L’Assemblée votera la confiance pour le gouvernement Méchichi pour éviter sa dissolution
En attendant la mise en place du nouveau gouvernement, Elyès Fakhfakh a continué à remplir les fonctions de chef de gouvernement sans être soumis au contrôle du parlement. Il a démis tous ses ministres islamistes, procédé à des limogeages de responsables de différentes institutions et administrations, donnant l’impression de vouloir régler ses comptes avec tous ceux qui sont à l’origine de ses ennuis.

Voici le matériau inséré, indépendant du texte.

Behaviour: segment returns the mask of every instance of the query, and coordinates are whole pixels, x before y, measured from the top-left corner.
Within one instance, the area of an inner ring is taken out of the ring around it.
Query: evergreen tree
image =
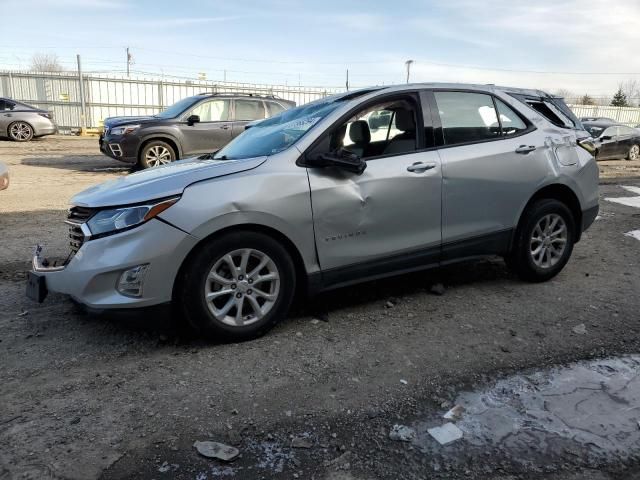
[[[628,107],[629,102],[627,102],[627,96],[622,91],[622,87],[618,88],[618,91],[613,96],[611,100],[612,107]]]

Pendant ce temps, Hichem Mechichi, un commis de l’Etat qui a occupé plusieurs fonctions administratives dans plusieurs ministères avant de devenir ministre de l’Intérieur dans le gouvernement sortant d’Elyès Fakhfakh, a mené des consultations avec les organisations nationales, les experts, les représentants de la société civile, les partis politiques et les groupes parlementaires, pour présenter, enfin, le soir du 24 août 2020, dans les délais prévus, un gouvernement excluant les partis politiques, avec la certitude que la majorité des députés sera obligée de voter la confiance pour son gouvernement, bon gré mal gré, pour éviter une dissolution qui leur serait préjudiciable.
En effet, plusieurs raisons militent en faveur d’un tel scenario : nombreux sont ceux qui ont des affaires sur le dos et qui ne veulent pas quitter de si tôt le Palais du Bardo pour se retrouver à la prison de Mornaguia; plusieurs ont contracté des crédits bancaires et comptent sur leur indemnité parlementaire pour les rembourser; beaucoup ont peur d’une sanction électorale pour leur parti… Bref, des raisons qui n’ont rien à voir avec le souci de l’intérêt du pays !
Dans six mois, si Kaïs Saïed et le gouvernement Méchichi ne font rien pour garder la main, les groupes parlementaires mis devant le fait accompli depuis la démission de Fakhfakh, pourront prendre leur revanche en votant une motion de défiance qui chassera le gouvernement Méchichi sans que le président de la république puisse user de son pouvoir de dissoudre l’Assemblée… On se retrouvera alors dans la même situation ! C’est le calcul que font les députés qui voteront, le 1er septembre 2020, la confiance au gouvernement Méchichi pour éviter la dissolution. Que peuvent faire Saied et Méchichi pour garder la main et empêcher un tel scenario ?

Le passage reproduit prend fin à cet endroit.